'A whole world opens up' for kids at Science Rendezvous in St. John's

Shane Blundon, left, and Emma Power, second from left, talked about cleaning up pollution with seven-year-old Seth White, second from right. (Darrell Roberts/CBC - image credit)
Shane Blundon, left, and Emma Power, second from left, talked about cleaning up pollution with seven-year-old Seth White, second from right. (Darrell Roberts/CBC - image credit)
Darrell Roberts/CBC
Darrell Roberts/CBC

Seven-year-old Seth White says he likes to learn — and he was excited about attending a Memorial University event engaging kids in science.

"It teaches you stuff that you probably didn't know," he explained.

Seth watched a 3D printing demonstration, learned about computer programming and, at an exhibit run by the Manuels River Interpretation Centre, made a pledge not to pollute the ocean.

"'Cause there's animals living there," he explained.

Seth was one of hundreds of kids at Science Rendezvous, a free annual event at Memorial University in St John's on Saturday, one of more than 300 held across the country. The event included public demonstrations, like a chemistry magic show.

Lisa Breen, chair of Science Rendezvous at Memorial University, said the event is meant to get kids engaged in science from a young age.
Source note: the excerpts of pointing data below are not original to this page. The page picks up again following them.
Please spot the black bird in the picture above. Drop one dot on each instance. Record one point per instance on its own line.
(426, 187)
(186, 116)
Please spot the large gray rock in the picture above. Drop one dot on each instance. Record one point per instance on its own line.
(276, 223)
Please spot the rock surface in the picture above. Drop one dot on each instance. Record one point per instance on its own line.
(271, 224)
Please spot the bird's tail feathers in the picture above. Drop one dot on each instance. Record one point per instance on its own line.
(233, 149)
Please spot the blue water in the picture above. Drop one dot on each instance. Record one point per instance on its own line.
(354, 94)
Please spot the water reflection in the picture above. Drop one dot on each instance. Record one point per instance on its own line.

"As kids get introduced to science, it's generally a topic that they learn in school and it's confined largely to a book or to watching something," she said.

"Science is really the kind of topic that you really need to get your hands on, you need to see it for yourself, you need to try it for yourself."
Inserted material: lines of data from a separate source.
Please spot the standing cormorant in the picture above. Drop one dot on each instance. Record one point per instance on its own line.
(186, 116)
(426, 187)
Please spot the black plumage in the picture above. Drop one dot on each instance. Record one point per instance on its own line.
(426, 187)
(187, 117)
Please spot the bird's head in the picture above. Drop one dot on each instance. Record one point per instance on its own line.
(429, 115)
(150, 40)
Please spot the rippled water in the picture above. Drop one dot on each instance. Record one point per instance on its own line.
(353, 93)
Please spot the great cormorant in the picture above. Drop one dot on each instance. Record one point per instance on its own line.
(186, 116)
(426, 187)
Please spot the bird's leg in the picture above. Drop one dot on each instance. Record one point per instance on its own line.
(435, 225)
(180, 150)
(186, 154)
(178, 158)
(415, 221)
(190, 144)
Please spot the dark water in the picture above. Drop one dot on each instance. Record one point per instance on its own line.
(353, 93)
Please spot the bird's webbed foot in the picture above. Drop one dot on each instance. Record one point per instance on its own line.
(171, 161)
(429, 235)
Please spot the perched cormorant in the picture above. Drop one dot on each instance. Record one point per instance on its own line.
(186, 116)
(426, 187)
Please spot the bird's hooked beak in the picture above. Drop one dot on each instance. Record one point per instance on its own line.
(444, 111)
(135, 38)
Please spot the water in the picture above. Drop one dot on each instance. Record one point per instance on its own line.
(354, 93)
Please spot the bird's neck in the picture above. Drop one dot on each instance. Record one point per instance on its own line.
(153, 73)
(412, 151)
Breen said Science Rendezvous celebrates STEAM — science, technology, engineering, art and math. This year, the event focuses on the intersection between science and art.

"Arts is really important to include because art is very intimately integrated with science," Breen said.

Pollution, plants and pompoms

The Manuels River Interpretation Centre exhibit, one of more than a dozen at the event, included a collection of trilobites found near Manuels River, and a game meant to demonstrate the difficulty of pollution cleanup.

"It's important to teach kids about pollution because, really, they're the ones that are gonna be helping us in this fight against climate change," said Emma Power, who works with the centre.

Nine-year-old Harriet Offia said she saw a lot at the event.

"Plants, of course. We've seen real laminated brains," she said.

Darrell Roberts/CBC
Darrell Roberts/CBC

She also learned about the importance of trees for the ecosystem.

"Without trees, we can't breathe," she said.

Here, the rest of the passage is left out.